Re: array size known/not known in compile time

From:

"Alf P. Steinbach" <alfps@start.no>

Newsgroups:

comp.lang.c++.moderated

Date:

22 Nov 2006 22:33:05 -0500

Message-ID:

<4skdnoF10e32tU1@mid.individual.net>

[First, let me just state that I don't have the time to follow up on all
or even most replies in this thread, and that this single article should
ideally be split in a number of sub-threads or new threads: I haven't
time for that either]

* James Kanze:

Alf P. Steinbach wrote:

[...]

Stack allocation is generally many orders of magnitude faster than
dynamic allocation, because dynamic allocation must search for suitable
free areas of memory.

That's true on modern architectures, but on most of the machines
I've worked on, "stack" frames were fixed size blocks, allocated
using the same mechanisms that malloc used.

Ouch! :-) On /most/ machines you've worked on stack allocation was as
slow as dynamic allocation? Please elaborate with concrete examples --
not that it probably matters wrt. VLAs today, or is even strictly
on-topic in clc++m, but that's what I call an INTERESTING statement!

One of the
arguments in favor of VLA in the C committee was that it was
easy to implement using malloc/free.

Let's ignore the politics of committees. When they've run out of real
arguments, which sometimes happens quickly, the discussion degenerates
to academic vicarious points far removed from reality, instead founded
on who supports whom (alliances) and so on. Yes, it's not ungood that
VLAs can be implemented via dynamic allocation, but it's not relevant to
the introduction of VLAs in C++ other than as an academic argument.

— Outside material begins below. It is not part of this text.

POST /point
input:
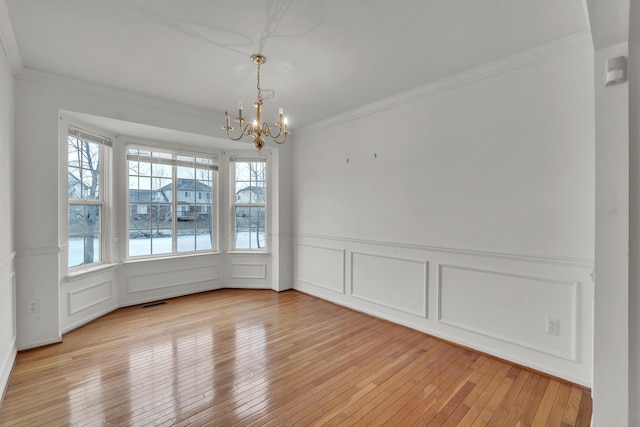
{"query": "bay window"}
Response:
(165, 216)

On the other hand, associated, it's Very Good that VLAs can be
/specified/ in terms of dynamic allocation.

Of course that doesn't mean that VLAs (ideally) should be /implemented/
that way -- the whole point being that they allow a generally much
more efficient implementation.

Note too that modern dynamic allocation mechanisms have become
quite fast as well.

We're talking orders of magnitude, not just a factor of 2 or something,
for the general case.

And of course, that most VLA's aren't
allocated on the stack anyway

I think that's very incorrect. Anyway, it must be referring to C
programmers' evil practices. We're talking about future C++.

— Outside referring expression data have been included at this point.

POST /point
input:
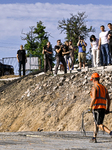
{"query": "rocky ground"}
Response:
(49, 103)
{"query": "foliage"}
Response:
(74, 27)
(36, 39)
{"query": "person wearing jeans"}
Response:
(110, 38)
(59, 57)
(21, 57)
(95, 51)
(103, 44)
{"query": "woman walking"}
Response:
(95, 51)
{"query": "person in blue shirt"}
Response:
(81, 52)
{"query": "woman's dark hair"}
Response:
(92, 36)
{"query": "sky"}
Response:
(16, 16)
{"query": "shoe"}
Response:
(93, 140)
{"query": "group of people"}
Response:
(102, 47)
(101, 51)
(64, 54)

---the main motivation for VLA's in
C is to provide a legal alternative to the dirty struct hack.

Again, let's forget about the C committee and their possible motivations
founded on C programming requirements and (probably) internal politics
-- which is not to say anything ill of the C committe(s) members, who
probably do a very good job, for some of them perhaps unpaid, praise be
upon them, but politics is just part of the way committees work, and not
much is accomplished without it, so probably it's there.

The C++ standard doesn't say anything about a stack in the firts place.

Oh, it does. I gave you one reference where a stack was implied. And
that implied stack is referred to elsewhere in the standard as a "stack"
in the phrase "stack unwinding" -- the terminology here is well
established and entrenched, and I don't think any attempt to eradicate
this reality-centered terminology on the grounds that the logical stack
behavior might in theory be implemented in other ways, will succeed.

Function frames implicitly form a stack in C and in C++. The
standard says nothing about how this stack is actually
implemented, and while most implementations take the simples
(and least robust) approach, I've used at least two
implementations where the stack was a linked list of blocks,
allocated via malloc (or a malloc-like mechanism) at function
start-up. One of the two was horribly slow, but the other
actually held up pretty well. (Of course, the architecture had
direct hardware support for linked lists, and no machine stack,
nor any extra registers to facilitate simulating one.)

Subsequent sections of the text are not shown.